Commentaire orange de francis ponge
Commentaire
Dans son Rappel à l’Ordre (1926), Jean Cocteau expose sa vision de la poésie. Pour lui, le poète doit refuser l’exotisme et peindre les objets sur lesquels « son cœur, son œil glissent chaque jour » afin de montrer « nues, sous une lumière qui secoue la torpeur » les choses « surprenantes qui nous environnent ».
On peut rattacher à cette thèse l’œuvre deBaudelaire qui bouleverse le genre poétique en exposant sous un autre angle les sujets ‘classiques’ du genre : la femme aimée devient « serpent », le plaisir « tue », la « Beauté » est toujours inaccessible et cache souvent une certaine cruauté (une Passante, la Beauté.) ; de Victor Hugo qui déclarait vouloir « mettre le bonnet rouge au vieux dictionnaire » et ‘réhabiliter’ les « mots roturiers. »; de Stéphane Mallarmé voulant « redonner un sens aux mots de la tribu. » Les surréalistes, quant à eux, exploraient l’inconscient en transcrivant directement leurs pensées, avec le minimum de travail de réécriture et en refusant toute influence extérieure.

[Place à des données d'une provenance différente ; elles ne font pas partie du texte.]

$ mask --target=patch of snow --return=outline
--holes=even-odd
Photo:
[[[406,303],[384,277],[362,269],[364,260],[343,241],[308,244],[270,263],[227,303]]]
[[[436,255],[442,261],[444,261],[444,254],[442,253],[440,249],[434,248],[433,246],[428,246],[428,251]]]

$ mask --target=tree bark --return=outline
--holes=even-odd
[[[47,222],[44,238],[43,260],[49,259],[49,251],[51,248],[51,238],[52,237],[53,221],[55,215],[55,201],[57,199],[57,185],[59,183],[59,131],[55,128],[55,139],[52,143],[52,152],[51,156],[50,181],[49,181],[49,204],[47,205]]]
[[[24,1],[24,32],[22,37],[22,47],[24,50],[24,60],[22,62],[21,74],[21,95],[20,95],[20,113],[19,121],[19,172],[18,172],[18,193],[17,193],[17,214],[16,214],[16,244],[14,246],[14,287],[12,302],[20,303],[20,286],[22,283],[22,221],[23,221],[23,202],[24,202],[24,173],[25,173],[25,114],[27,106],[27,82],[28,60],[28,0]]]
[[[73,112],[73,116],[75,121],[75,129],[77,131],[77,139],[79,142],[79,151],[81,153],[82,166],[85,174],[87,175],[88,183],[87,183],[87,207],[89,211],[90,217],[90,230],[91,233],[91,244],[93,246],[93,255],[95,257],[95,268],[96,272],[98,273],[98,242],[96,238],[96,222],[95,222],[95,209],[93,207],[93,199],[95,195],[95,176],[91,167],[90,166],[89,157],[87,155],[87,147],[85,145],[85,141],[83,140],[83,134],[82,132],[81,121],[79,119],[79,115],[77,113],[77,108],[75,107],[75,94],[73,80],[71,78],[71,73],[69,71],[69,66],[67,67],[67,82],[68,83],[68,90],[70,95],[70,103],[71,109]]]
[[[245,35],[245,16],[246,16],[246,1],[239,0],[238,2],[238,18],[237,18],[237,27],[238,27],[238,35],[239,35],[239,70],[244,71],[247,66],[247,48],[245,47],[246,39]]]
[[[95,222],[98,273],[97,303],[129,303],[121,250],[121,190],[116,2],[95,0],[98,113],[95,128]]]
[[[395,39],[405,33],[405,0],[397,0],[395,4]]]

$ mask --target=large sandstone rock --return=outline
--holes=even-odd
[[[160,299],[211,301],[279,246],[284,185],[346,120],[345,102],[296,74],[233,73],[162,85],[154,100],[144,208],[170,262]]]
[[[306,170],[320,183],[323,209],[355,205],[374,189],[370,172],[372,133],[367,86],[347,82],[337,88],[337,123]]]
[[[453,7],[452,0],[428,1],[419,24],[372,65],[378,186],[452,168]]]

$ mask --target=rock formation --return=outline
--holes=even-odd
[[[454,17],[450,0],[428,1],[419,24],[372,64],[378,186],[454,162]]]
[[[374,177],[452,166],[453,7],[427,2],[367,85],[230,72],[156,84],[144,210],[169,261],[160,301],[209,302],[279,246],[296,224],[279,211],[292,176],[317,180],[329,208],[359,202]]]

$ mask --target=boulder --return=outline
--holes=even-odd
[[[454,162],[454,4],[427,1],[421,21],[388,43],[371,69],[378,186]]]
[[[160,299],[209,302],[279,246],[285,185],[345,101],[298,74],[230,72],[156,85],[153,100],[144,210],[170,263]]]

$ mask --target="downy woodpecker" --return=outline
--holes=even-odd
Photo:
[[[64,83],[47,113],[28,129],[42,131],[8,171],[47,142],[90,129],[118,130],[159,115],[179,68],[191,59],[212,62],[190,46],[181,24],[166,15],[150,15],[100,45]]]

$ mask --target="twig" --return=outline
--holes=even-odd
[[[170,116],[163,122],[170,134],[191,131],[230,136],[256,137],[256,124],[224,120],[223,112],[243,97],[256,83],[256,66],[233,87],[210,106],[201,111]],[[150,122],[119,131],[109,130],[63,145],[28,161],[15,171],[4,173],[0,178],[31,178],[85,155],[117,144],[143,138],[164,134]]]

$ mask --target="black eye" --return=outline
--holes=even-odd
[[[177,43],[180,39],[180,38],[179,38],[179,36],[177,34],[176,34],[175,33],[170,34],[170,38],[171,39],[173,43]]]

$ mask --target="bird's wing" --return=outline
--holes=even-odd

Cependant le poète qui assigne à la poésie le même rôle que Cocteau est sans doute Francis Ponge. Son œuvre la plus connue, LeParti pris des Choses (1942) est un recueil de courts poèmes en prose décrivant, d’une façon radicalement différente de ce à quoi l’on peut s’attendre, des « choses », à première vue banales et indignes de faire l’objet d’un poème. Nous allons monter l’originalité de ce point de vue en nous appuyant pour cela sur un extrait, « l’Orange. »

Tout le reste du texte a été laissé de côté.